Bâtir une culture de reconnaissance au sein d'une entreprise du secteur agroalimentaire

Christophe Laval 1 novembre 2022

Cette étude de cas porte sur un exemple réel de pratique d’entreprise ayant mis en place une culture de reconnaissance au travail.

 Elle est la troisième d’une série de 5 articles offerts sur Facteur H.

Ces retours d’expérience constituent « la preuve par les faits » que la reconnaissance n’est pas une fin en soi, mais avant tout un moyen universel à la disposition des organisations de travail pour générer du bien-être et de l’efficacité durable.

 

Contexte

Une division (800 employés) d’un groupe agroalimentaire a souhaité renforcer l’engagement et la motivation par des modes de reconnaissance autres que la rémunération.

En effet, une enquête interne de satisfaction des employés affichait de très bons résultats, bien supérieurs à ceux des concurrents, mais légèrement en retrait sur les pratiques de gestion et notamment sur la reconnaissance globale. Sur ce dernier item, le score insuffisant s’expliquait plus, selon le déclaratif des employés, par un manque de reconnaissance non financière que par une politique de rémunération inadéquate.

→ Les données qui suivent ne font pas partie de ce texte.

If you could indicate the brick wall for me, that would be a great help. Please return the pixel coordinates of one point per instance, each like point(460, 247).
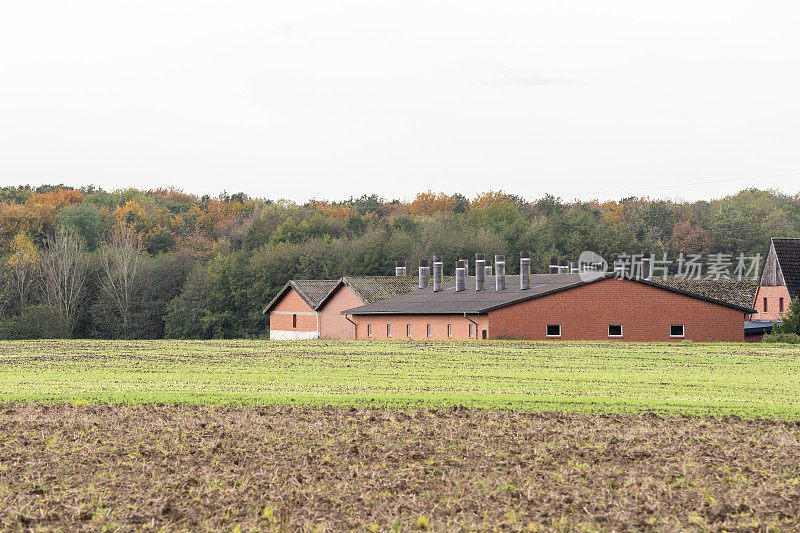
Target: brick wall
point(773, 294)
point(281, 315)
point(645, 313)
point(332, 324)
point(419, 325)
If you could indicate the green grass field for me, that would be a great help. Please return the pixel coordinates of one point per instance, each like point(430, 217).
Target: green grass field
point(750, 380)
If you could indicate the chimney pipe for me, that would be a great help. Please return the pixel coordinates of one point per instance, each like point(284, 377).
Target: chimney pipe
point(553, 265)
point(480, 272)
point(461, 281)
point(424, 273)
point(524, 270)
point(646, 266)
point(437, 273)
point(500, 272)
point(465, 265)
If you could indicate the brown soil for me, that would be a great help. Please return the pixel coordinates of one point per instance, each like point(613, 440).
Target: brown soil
point(208, 468)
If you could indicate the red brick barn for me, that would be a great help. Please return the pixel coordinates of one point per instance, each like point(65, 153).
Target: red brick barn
point(589, 306)
point(311, 309)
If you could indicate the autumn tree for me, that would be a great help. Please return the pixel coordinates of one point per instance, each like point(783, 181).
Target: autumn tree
point(23, 266)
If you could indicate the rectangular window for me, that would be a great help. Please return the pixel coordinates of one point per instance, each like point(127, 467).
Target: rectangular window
point(553, 330)
point(676, 330)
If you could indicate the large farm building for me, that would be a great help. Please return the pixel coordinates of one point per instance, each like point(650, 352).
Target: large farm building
point(559, 305)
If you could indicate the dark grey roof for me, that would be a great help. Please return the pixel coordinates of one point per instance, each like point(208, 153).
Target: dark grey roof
point(312, 291)
point(470, 301)
point(425, 301)
point(741, 292)
point(788, 252)
point(754, 327)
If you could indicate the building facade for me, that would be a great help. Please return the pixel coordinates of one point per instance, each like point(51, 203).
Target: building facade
point(312, 309)
point(562, 306)
point(780, 280)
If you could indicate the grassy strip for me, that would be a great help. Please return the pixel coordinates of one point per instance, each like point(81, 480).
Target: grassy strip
point(748, 380)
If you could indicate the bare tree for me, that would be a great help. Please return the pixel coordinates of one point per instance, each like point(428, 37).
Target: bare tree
point(64, 267)
point(121, 263)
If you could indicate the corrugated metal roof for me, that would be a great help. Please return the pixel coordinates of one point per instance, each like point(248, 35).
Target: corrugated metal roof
point(470, 301)
point(741, 292)
point(312, 291)
point(448, 301)
point(788, 252)
point(376, 288)
point(754, 327)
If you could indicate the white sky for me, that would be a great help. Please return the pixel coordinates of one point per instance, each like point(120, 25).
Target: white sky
point(298, 99)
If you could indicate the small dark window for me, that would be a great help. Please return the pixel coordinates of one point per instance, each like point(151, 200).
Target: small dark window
point(553, 330)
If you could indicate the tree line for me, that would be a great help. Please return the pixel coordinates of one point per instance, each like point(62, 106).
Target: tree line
point(84, 262)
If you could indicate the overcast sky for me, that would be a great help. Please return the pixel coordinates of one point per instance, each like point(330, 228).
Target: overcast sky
point(333, 99)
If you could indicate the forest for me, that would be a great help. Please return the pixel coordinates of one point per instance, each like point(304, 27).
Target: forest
point(89, 263)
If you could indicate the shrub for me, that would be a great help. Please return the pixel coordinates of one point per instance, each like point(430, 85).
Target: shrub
point(789, 338)
point(38, 322)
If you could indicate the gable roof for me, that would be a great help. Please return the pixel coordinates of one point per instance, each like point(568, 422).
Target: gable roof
point(369, 289)
point(312, 291)
point(372, 289)
point(448, 301)
point(741, 292)
point(787, 252)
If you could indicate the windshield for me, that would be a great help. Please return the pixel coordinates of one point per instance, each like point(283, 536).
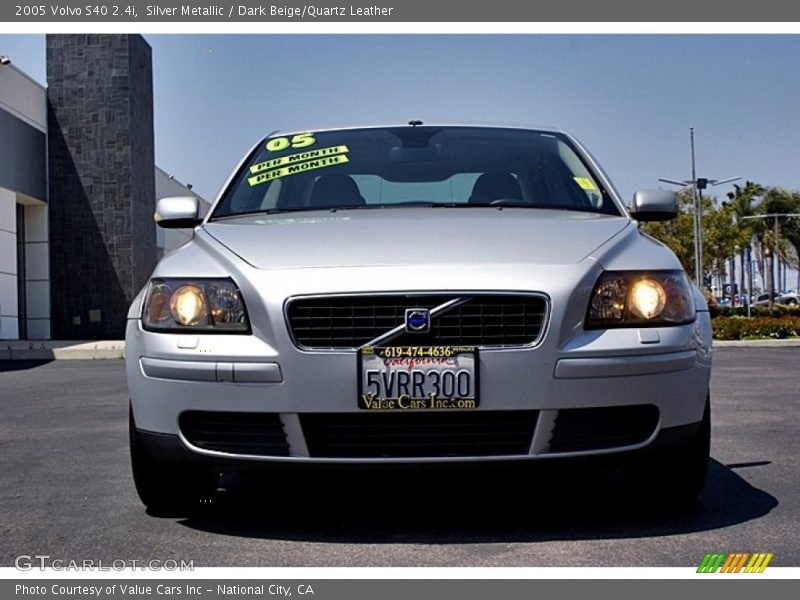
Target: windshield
point(456, 167)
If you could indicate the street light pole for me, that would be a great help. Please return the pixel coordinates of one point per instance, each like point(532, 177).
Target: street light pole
point(698, 185)
point(697, 197)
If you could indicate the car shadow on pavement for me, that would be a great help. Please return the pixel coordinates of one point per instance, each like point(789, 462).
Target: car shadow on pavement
point(446, 507)
point(22, 365)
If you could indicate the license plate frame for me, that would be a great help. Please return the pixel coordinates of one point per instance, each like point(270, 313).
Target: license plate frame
point(457, 368)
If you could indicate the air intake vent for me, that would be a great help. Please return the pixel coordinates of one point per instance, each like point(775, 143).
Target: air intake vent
point(416, 435)
point(258, 434)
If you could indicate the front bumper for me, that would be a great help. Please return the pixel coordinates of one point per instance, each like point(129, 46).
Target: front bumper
point(169, 375)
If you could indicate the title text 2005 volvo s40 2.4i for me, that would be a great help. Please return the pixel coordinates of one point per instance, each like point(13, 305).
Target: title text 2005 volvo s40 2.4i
point(417, 294)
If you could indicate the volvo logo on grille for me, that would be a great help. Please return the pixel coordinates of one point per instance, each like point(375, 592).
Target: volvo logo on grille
point(418, 320)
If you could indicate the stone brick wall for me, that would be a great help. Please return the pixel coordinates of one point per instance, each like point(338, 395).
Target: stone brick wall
point(101, 180)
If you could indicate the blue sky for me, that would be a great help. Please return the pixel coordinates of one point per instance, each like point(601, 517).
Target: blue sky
point(630, 99)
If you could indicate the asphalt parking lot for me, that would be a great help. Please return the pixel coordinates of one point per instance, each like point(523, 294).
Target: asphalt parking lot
point(66, 491)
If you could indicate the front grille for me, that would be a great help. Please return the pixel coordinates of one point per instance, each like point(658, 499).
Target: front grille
point(581, 429)
point(259, 434)
point(334, 322)
point(416, 435)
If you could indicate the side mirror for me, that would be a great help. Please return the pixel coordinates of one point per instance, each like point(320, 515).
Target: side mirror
point(178, 212)
point(654, 205)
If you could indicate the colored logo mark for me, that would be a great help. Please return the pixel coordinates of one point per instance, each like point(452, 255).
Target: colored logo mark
point(735, 562)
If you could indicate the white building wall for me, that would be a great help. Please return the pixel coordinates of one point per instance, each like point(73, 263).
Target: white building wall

Par ailleurs, à la suite de la nomination d’un nouveau chef de la direction, le lancement du projet d’entreprise nécessitait la mobilisation de tous. Pour accompagner ce projet, la politique de gestion des ressources humaines de l’entreprise devait reconnaître à la fois les compétences techniques et comportementales, la performance collective et individuelle, les efforts et l’engagement dans le temps.

Pour cela, l’objectif était donc de proposer une offre globale avec des éléments monétaires et non monétaires en visant un juste équilibre entre équité, compétitivité et coûts pour l’organisation.

 

Projet

Le point fort de la démarche a été la constitution de huit groupes de travail réunissant 10 % du personnel des trois sites. L’entreprise bénéficiait déjà d’un bon climat social et de bons niveaux de salaires par rapport au marché.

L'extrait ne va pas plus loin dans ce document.